Peki tüm bunların ilacı ne? Birlikte hareket etmek. En geleneksel tabiriyle kooperatif, en modern anlamıyla start up birlikteliği. Bu nedenle ihtiyacımız olan şey, doğru yatırımcıların, girişimci zihniyete sahip profesyonellerle çatı kurup, büyüyen ve katma değerli işler yapan şirketleri oluşturmaktır.
Dünyanın birçok yerinde bunun örneklerini görüyoruz ki geçmişte bizde de vardı. Üstelik bugün de bir kadın girişimcinin bunu yaptığına şahit oldum. Geçtiğimiz günlerde radyo programıma konuk olan İzmirli bir iş insanı Özgür Akın. Kurduğu sistem tam da bu ve daha çok konuşulması gerekiyor.
Bir yatırımcı mantığı içinde, doğru projeleri, ar-ge ürünlerini, mühendisleri bulup, bünyesinde tutarak, pazarlama ve satış mantığı içerisinde ihtiyacı olan işletmelerle onları buluşturacak bir iş modeli kurguladığını gördüm.
Anlattıkları bana bir kez daha gösterdi ki doğru yol bu. Uzmanlıkların birleştiği, ihtiyaç ile çözümün buluşturulduğu, üretimin, çözümün, satışın, pazarlamanın ve işletmecilik kültürünün birlikte, işi bilenler tarafından yönetildiği güçbirliği anlatan yapılar kurmak.
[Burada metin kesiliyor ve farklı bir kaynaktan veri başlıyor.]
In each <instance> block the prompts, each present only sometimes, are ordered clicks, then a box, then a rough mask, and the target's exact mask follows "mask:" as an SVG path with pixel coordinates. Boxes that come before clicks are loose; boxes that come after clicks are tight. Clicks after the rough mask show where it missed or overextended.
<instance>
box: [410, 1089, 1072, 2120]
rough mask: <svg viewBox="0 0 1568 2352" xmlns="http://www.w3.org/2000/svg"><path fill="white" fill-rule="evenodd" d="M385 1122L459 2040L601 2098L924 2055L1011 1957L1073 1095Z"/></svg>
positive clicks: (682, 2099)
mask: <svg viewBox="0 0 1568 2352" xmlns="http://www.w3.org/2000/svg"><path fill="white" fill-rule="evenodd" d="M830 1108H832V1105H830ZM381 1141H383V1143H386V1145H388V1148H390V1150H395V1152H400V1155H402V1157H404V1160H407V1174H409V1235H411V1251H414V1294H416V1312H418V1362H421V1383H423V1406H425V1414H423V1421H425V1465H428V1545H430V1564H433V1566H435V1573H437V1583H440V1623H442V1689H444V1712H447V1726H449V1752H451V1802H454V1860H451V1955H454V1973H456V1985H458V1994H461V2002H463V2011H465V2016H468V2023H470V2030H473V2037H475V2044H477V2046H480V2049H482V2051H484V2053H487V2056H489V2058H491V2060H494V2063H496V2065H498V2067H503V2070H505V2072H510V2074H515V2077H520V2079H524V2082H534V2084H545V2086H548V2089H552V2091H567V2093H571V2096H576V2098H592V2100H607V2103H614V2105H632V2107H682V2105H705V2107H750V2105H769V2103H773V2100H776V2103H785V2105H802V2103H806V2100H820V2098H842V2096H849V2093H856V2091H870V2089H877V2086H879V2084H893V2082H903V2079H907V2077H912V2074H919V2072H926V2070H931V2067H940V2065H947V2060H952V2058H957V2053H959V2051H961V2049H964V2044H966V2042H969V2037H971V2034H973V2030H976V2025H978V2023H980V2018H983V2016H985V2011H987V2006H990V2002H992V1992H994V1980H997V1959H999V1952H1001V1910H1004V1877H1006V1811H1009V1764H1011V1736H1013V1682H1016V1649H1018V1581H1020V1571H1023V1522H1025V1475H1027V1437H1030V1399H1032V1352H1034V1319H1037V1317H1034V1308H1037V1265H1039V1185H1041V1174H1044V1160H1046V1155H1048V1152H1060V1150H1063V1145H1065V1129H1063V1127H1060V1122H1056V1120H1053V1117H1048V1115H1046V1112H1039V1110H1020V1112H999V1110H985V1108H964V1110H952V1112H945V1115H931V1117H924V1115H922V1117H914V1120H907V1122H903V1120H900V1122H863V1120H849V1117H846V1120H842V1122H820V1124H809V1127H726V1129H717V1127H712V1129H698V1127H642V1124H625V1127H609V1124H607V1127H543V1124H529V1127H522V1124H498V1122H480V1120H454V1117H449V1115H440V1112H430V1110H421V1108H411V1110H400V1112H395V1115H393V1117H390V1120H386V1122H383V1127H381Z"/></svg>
Türkiye’nin bu modeli incelemesi gerektiğini düşünüyorum. Şayet başarılı ve katma değerli işletmeler oluştaracaksak, herkesi vergi mükellefi yapmaya çalışmaktan vazgeçmeli; bu tarz havuz modeli yaratan yatırımcıları öne çıkarmalı ve herkesin kazanacağı, sağlıklı işletmeler yaratmalıyız.
Aksi, sadece kaynak israfı oluyor ve çok bilinen sözde olduğu gibi cehennemin yolu iyi niyet taşlarıyla döşeniyor. Sağlamasını işsizlikten, kapanan işletmelerden, yarım kalan projelerden, göçen yetenekten ve ekonomik fotoğraftan yapın. Düşünmeye değer olduğunu göreceksiniz.